Everyone knows that if you're looking for somewhere haunted, there's no better place around Forks than the old Frazier house. Some kid axe murdered his parents there and then broke his neck trying to run from the cops. It's been abandoned ever since.
J: I thought your dad was going to come inside. Can you let him know I appreciate that he tried to help and I'm sorry for not trusting him?
"My dad's reading in the car and doesn't want to run down the battery. I can come by tomorrow, after school if you don't have a lot of itinerary or I can ditch if you do?"
J: I heard him say that, but I don't remember, or maybe never knew, how long car batteries lasted for this sort of thing.
"I don't know exactly. I think I have twenty minutes and not ninety and if you want more precision I can go ask."
J: You might want a battery lantern as opposed to a flashlight, for your own sake.
D: You may also want to install a working lock on the back door. I don't think many folks come around here anymore but evidently some do.
J: You mentioned a battery clock earlier; that would actually be really nice. I don't know that it needs a date display. It would be nice to have if you can find one but I don't remember them being common.

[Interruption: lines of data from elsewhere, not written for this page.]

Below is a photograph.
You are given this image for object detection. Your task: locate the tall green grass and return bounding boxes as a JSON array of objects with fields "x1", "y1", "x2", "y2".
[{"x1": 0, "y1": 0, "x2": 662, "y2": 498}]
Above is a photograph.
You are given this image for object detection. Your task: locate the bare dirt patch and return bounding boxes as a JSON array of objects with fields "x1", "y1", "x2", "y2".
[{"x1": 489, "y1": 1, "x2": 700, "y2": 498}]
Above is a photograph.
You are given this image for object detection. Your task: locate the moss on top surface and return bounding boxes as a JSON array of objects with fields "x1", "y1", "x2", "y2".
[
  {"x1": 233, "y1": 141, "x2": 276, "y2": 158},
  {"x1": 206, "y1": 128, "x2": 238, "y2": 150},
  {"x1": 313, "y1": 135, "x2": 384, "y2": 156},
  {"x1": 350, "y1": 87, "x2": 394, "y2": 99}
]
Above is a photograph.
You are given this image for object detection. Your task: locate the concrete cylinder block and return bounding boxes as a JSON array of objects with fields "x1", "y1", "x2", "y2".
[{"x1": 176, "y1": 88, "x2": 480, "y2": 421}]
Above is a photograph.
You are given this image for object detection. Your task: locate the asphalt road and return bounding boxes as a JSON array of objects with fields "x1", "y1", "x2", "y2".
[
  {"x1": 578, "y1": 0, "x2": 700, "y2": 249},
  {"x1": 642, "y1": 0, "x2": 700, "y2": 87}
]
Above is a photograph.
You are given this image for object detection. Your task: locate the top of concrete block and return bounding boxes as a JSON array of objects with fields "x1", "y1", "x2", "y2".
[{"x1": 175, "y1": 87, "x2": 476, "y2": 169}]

"I don't already have one but if I'm going on any shopping trips more extended than a swing through Newton's, I can probably find one. If you don't need a date it could just be a watch."
J: Yeah. If there's
He pauses and then scratches the sentence-start out.
Thanks for
A longer pause.
this.
"Three but usually it's a job and a half getting out of the parking lot, especially if it's wet. I nearly got hit by somebody's van last winter."

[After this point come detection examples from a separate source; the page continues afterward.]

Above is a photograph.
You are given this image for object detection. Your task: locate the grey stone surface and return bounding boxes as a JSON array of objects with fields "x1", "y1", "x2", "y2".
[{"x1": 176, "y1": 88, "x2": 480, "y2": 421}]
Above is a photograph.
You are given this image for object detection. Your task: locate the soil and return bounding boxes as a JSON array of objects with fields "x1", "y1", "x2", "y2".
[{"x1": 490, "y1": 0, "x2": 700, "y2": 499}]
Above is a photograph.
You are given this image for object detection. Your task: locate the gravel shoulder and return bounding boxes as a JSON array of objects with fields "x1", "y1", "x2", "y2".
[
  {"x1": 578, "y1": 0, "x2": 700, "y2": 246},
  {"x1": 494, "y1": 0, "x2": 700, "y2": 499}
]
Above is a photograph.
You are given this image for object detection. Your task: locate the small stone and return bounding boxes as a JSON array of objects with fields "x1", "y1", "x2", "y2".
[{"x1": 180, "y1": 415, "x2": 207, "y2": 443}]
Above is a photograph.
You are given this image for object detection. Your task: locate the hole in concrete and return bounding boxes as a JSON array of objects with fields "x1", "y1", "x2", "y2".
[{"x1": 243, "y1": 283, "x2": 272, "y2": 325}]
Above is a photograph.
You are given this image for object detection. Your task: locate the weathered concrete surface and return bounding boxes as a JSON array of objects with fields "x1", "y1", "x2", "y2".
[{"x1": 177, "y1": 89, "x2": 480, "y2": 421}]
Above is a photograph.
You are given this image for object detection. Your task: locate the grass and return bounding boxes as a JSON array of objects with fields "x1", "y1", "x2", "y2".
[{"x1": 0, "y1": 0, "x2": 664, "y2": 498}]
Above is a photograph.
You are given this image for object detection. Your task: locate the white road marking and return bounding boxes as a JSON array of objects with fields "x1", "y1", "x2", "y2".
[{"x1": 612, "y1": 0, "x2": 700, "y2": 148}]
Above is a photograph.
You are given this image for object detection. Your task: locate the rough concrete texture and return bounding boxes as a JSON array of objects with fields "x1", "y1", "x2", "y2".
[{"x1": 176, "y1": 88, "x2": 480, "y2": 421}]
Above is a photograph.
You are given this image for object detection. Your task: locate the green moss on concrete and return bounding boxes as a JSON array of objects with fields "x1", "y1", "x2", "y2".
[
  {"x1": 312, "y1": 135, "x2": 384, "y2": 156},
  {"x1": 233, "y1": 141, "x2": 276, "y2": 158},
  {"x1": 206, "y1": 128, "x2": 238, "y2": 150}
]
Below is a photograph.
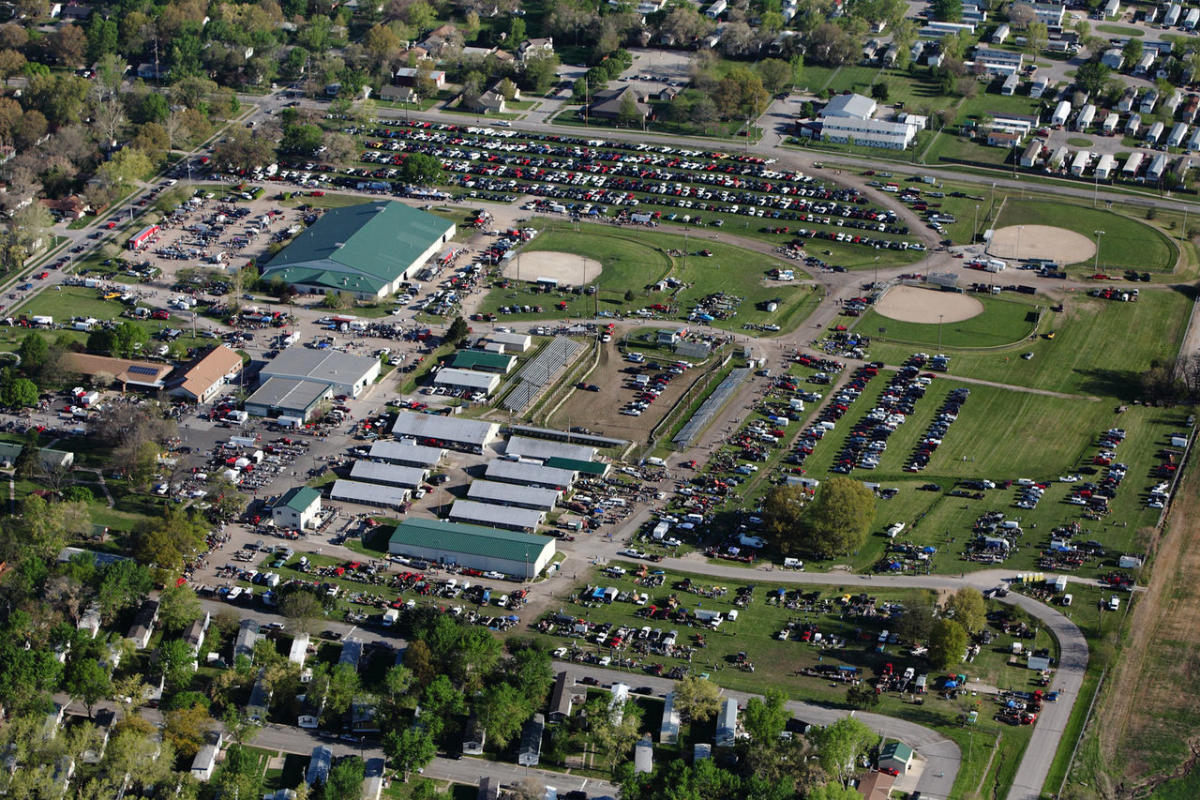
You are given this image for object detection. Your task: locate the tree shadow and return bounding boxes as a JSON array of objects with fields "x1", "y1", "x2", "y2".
[{"x1": 1075, "y1": 368, "x2": 1141, "y2": 403}]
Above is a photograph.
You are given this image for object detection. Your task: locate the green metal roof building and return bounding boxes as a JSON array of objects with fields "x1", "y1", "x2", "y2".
[
  {"x1": 542, "y1": 456, "x2": 608, "y2": 477},
  {"x1": 450, "y1": 350, "x2": 517, "y2": 375},
  {"x1": 263, "y1": 200, "x2": 455, "y2": 300},
  {"x1": 271, "y1": 486, "x2": 320, "y2": 530},
  {"x1": 388, "y1": 517, "x2": 554, "y2": 579}
]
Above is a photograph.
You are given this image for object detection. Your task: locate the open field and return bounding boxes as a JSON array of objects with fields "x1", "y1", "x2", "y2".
[
  {"x1": 481, "y1": 219, "x2": 820, "y2": 330},
  {"x1": 988, "y1": 225, "x2": 1096, "y2": 264},
  {"x1": 856, "y1": 287, "x2": 1192, "y2": 401},
  {"x1": 854, "y1": 287, "x2": 1037, "y2": 348},
  {"x1": 547, "y1": 343, "x2": 709, "y2": 444},
  {"x1": 691, "y1": 362, "x2": 1187, "y2": 575},
  {"x1": 1068, "y1": 455, "x2": 1200, "y2": 800},
  {"x1": 996, "y1": 198, "x2": 1178, "y2": 272}
]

J: I guess it's worse for you guys. I mean, if you think you've had rain in your eyes, imagine having rain in your eyes. But at least we can't actually get wet.
"I didn't have the impression that going through walls was very - sensational - and would not have naively imagined that going through rain, or having rain go through you, was much different."
J: It's certainly less feelable than something going through your living body? And it might also be less than almost anything living people experience; I'm not sure. But it's the main thing we can feel and we definitely can feel it. Even air, a little bit. Moreso when it's moving.
MA: I'd like to clarify that Jeremy means things in general moving through us is the main thing we can feel, not just rain, and also that he's wrong, for those of us who sometimes touch other ghosts.